Now, if it were that easy, this really would be a short chapter. Hire better creatives, make better content, and you’d be good to go. The problem is that there are three forces that have made it more difficult than it used to be for even the most talented creatives to organically deliver awesome content on Facebook: the masses, the evolution of the masses, and Facebook’s response to the evolution of the masses.
The very thing that makes marketers want to have a presence on Facebook—the sheer number of users—makes the platform a marketing challenge. A billion users, and all the content they generate, creates a conundrum: with so many pieces of content streaming into consumers’ News Feeds and competing for attention, it’s unlikely they will see any content you post, even the good stuff.
In addition, users are human. They age and mature. They grow up, break up, have kids, quit the guitar, take up fencing, or go vegetarian.
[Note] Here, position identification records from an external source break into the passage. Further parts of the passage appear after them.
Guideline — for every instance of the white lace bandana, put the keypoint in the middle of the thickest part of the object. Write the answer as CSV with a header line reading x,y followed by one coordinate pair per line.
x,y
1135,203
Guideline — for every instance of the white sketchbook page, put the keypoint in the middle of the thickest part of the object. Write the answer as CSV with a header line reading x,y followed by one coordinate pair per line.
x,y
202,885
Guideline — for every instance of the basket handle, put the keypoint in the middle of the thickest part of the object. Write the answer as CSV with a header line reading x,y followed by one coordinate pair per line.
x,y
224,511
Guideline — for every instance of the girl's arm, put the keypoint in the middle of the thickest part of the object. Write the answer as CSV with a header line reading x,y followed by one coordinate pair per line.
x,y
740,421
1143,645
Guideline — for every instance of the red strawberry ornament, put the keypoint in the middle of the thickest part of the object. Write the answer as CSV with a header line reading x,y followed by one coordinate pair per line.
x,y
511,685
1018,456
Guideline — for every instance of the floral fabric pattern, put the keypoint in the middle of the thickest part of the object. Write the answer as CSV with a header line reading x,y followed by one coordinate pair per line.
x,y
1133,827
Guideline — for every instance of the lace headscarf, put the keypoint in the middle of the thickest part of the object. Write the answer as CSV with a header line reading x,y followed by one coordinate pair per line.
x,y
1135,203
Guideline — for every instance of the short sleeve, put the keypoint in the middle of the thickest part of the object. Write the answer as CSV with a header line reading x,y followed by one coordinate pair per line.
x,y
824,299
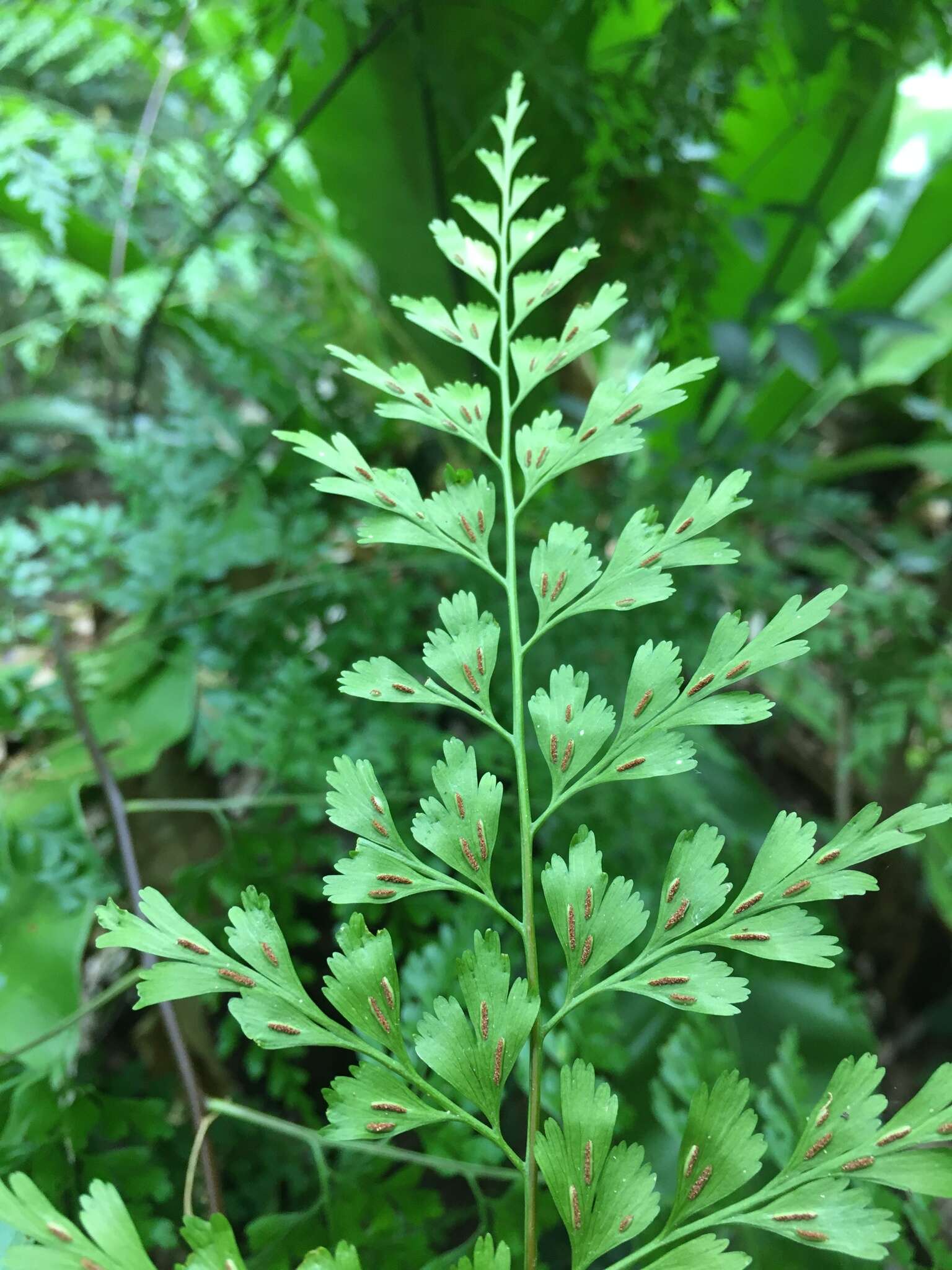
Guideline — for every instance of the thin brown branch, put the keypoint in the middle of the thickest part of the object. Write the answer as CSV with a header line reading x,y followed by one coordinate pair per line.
x,y
134,881
206,231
The user who became your fan in 2010 will not be the same fan in 2014. But even though he’s changed, he probably hasn’t thought to go back and remove outdated information about his tastes and preferences on Facebook. We’re always going to follow more people and brands than we need to. We may not be watching this TV show anymore nor following that actor, but we don’t unfollow their pages as we move on in life. As those bygone interests fade from our consciousness, we expect them to fade from our pages and News Feeds, too.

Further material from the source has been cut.